Aujourd’hui je me suis trouvé parmi les centaines de personnes rassemblées à la Primatiale Saint Jean de Lyon, où se déroulaient les obsèques de Jacques MARTIN. On aimait, ou on n’aimait pas.
La nostalgie et l’émotion furent palpables lors de l’arrivée des amis de toujours : Pierre BONTE, PIEM, Stéphane COLLARO, au bronzage impeccable, Danièle GILBERT, Frédéric FRANCOIS. Consternation et déception lors de l’arrivée d’un Enrico MACIAS qui se donnait en spectacle dans une tenue négligée et non rasé, tel qu’il ne se présente certainement pas aux Conseils de Surveillance de la société Partouche…

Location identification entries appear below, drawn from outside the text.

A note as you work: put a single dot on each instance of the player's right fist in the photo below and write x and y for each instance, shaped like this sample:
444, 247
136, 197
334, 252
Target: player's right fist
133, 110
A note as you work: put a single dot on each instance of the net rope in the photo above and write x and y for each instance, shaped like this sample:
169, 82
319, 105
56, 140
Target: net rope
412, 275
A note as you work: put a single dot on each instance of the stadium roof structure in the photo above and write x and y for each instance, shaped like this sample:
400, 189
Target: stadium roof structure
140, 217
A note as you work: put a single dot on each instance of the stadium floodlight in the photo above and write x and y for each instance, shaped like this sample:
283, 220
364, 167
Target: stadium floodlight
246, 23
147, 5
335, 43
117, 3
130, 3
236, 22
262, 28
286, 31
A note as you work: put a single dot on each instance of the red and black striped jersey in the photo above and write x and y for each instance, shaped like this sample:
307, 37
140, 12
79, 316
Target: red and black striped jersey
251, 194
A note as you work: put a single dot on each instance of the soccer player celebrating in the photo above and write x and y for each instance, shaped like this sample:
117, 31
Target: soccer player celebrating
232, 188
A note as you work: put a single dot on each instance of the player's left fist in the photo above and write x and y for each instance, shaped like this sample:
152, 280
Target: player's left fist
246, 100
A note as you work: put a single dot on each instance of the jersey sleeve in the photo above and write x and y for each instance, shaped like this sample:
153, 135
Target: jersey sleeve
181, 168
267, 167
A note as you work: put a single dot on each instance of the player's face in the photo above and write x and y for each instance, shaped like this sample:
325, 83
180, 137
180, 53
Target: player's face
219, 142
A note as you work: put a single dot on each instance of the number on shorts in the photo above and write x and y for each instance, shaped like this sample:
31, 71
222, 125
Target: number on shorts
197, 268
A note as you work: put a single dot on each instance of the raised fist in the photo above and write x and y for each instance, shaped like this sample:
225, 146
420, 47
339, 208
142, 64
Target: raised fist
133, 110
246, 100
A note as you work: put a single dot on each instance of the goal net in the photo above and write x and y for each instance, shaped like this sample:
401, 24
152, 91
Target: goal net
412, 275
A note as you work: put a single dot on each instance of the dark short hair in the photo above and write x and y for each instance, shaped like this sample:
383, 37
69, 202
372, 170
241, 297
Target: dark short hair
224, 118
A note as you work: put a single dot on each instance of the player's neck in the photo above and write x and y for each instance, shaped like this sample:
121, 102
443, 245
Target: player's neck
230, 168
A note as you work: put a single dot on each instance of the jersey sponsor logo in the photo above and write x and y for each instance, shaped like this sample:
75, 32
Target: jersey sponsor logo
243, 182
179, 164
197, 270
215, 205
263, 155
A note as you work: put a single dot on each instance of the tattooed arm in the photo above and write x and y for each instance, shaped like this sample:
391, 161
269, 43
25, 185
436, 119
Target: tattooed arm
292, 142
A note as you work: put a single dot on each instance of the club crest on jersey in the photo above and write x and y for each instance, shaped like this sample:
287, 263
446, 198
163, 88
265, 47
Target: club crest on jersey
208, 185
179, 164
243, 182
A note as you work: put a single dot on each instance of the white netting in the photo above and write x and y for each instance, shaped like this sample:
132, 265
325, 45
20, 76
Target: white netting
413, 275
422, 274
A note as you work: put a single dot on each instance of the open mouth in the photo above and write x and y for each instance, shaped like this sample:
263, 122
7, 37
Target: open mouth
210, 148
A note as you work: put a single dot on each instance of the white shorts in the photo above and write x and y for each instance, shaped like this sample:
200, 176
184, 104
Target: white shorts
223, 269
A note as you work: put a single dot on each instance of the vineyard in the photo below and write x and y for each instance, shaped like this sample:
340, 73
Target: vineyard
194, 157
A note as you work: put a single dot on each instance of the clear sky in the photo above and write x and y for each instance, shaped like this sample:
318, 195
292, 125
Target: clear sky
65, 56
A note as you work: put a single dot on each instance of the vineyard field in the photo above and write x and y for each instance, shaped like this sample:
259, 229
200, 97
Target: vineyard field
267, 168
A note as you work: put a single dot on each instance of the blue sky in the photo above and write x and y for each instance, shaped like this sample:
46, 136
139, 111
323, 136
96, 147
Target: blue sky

Sympathie lorsque les huit enfants de Jacques l’accueillent lors de la descente d’un corbillard Volvo noir, serrements de cœurs lors des chants, retransmis à l’extérieur, des Petits Chanteurs à la Croix de Bois dont les aînés ont souvent assisté Jacques MARTIN, et de la Manécanterie de Saint Jean.
Emotion lors de la prise de parole de David MARTIN, simple et digne.
Beaucoup d’anonymes sont venus pour rendre hommage à celui qui, souvent, les a aidé à briser leur solitude du dimanche après-midi, et pour cette raison, Jacques MARTIN méritait cet hommage, comme il méritait la reconnaissance d’un Laurent GERRA attristé, la présence amicale d’un Paul BOCUSE bien fatigué et les applaudissements nourris lorsqu’il quitta la place pour aller reposer au cimetière de la Guillotière de Lyon.